Every sailor knows that the sea is always full of waves, but there are techniques of seamanship that come into play based on variables such as wave height, the length of the boat, and its source of power. Other than stressing that the manager must recognize that he now exists in an envi-ronment of constant and increasing turbulence, hardly news after the past decade, Conner has no specific conclusions to share with us about how to implement change—just as he warned us in the preface.

This is a trait that he has in common with many other gurus on management, covering various areas of management more persuasively the more detailed they get. But the gestalt, or general outline of the problem being confronted, gets lost or isn’t even addressed. As we have seen in the Kosovo mess, the military five-paragraph field-order format often succeeds or fails on its first paragraph: the definition of the mission itself. The other paragraphs become effective in their detail in proportion to the success of the statement of the mission that they are to implement. There are many fine examples of organizations that have proven themselves “nimble” enough “on the edge of chaos” to move from pipeline companies to cable, from mainframes to networked PCs, or from dedicated sys - tems to Internet bases. Mighty Microsoft’s massive makeover in response to the challenge of the Internet itself has to rank as a classic model. But there is no examination of instructive examples such as these in this book.

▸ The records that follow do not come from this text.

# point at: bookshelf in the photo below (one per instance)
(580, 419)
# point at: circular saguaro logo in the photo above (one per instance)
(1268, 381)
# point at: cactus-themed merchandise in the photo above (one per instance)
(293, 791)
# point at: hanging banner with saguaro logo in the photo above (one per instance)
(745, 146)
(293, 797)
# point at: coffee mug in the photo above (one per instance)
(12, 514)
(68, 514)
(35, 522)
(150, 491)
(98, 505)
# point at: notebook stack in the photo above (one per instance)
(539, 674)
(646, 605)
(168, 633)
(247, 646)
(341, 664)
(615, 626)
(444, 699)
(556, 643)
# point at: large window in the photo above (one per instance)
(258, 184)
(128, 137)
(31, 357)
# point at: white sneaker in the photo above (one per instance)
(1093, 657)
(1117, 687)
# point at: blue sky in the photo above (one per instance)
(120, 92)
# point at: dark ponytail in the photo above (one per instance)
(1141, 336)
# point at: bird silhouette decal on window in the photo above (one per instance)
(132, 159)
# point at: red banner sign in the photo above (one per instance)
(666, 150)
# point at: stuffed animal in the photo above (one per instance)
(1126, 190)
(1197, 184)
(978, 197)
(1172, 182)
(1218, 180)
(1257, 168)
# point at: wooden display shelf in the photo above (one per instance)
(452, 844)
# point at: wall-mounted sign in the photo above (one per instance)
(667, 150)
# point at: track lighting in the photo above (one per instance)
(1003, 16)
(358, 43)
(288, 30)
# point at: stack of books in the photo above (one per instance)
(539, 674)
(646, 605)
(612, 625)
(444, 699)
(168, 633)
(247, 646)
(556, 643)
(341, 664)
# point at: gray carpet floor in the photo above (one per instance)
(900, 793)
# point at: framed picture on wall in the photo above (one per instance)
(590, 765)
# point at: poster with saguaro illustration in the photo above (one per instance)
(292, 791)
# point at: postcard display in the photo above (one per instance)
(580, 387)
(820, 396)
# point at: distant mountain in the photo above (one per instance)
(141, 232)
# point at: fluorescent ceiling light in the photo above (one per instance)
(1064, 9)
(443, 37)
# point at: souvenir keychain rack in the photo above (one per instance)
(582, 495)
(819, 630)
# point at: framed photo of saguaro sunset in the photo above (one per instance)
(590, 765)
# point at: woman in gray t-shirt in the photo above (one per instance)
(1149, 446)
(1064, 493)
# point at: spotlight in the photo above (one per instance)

At the edge of a new millennium, as the latest books filled with management tips appear daily, one might well consider a tip from the 150- year-old Alice in Wonderland. It’s hard to think of a more turbulent environment filled with chaotic change than the “Wonderland” into which young Alice fell. Faced with choosing a fork in the road ahead, Alice poses her predicament to the Cheshire Cat lounging on the branch of a nearby tree: “Would you tell me, please, which way I ought to go from here?”

“That depends a good deal on where you want to get to,” said the Cat.

“I don’t much care where,” said Alice.

“Then it doesn’t matter which way you go,” replied the Cat.

Management gurus can learn a lot from the Cheshire Cat. Things always appear pretty puzzling—even chaotic—to those who don’t know where they are going. It remains impossible to divorce the techniques of management from an analysis of the destination. As Conner points out, good leadership creates a “journey” in which growth takes place, as opposed to simply managing a “trip” made up of travel alone.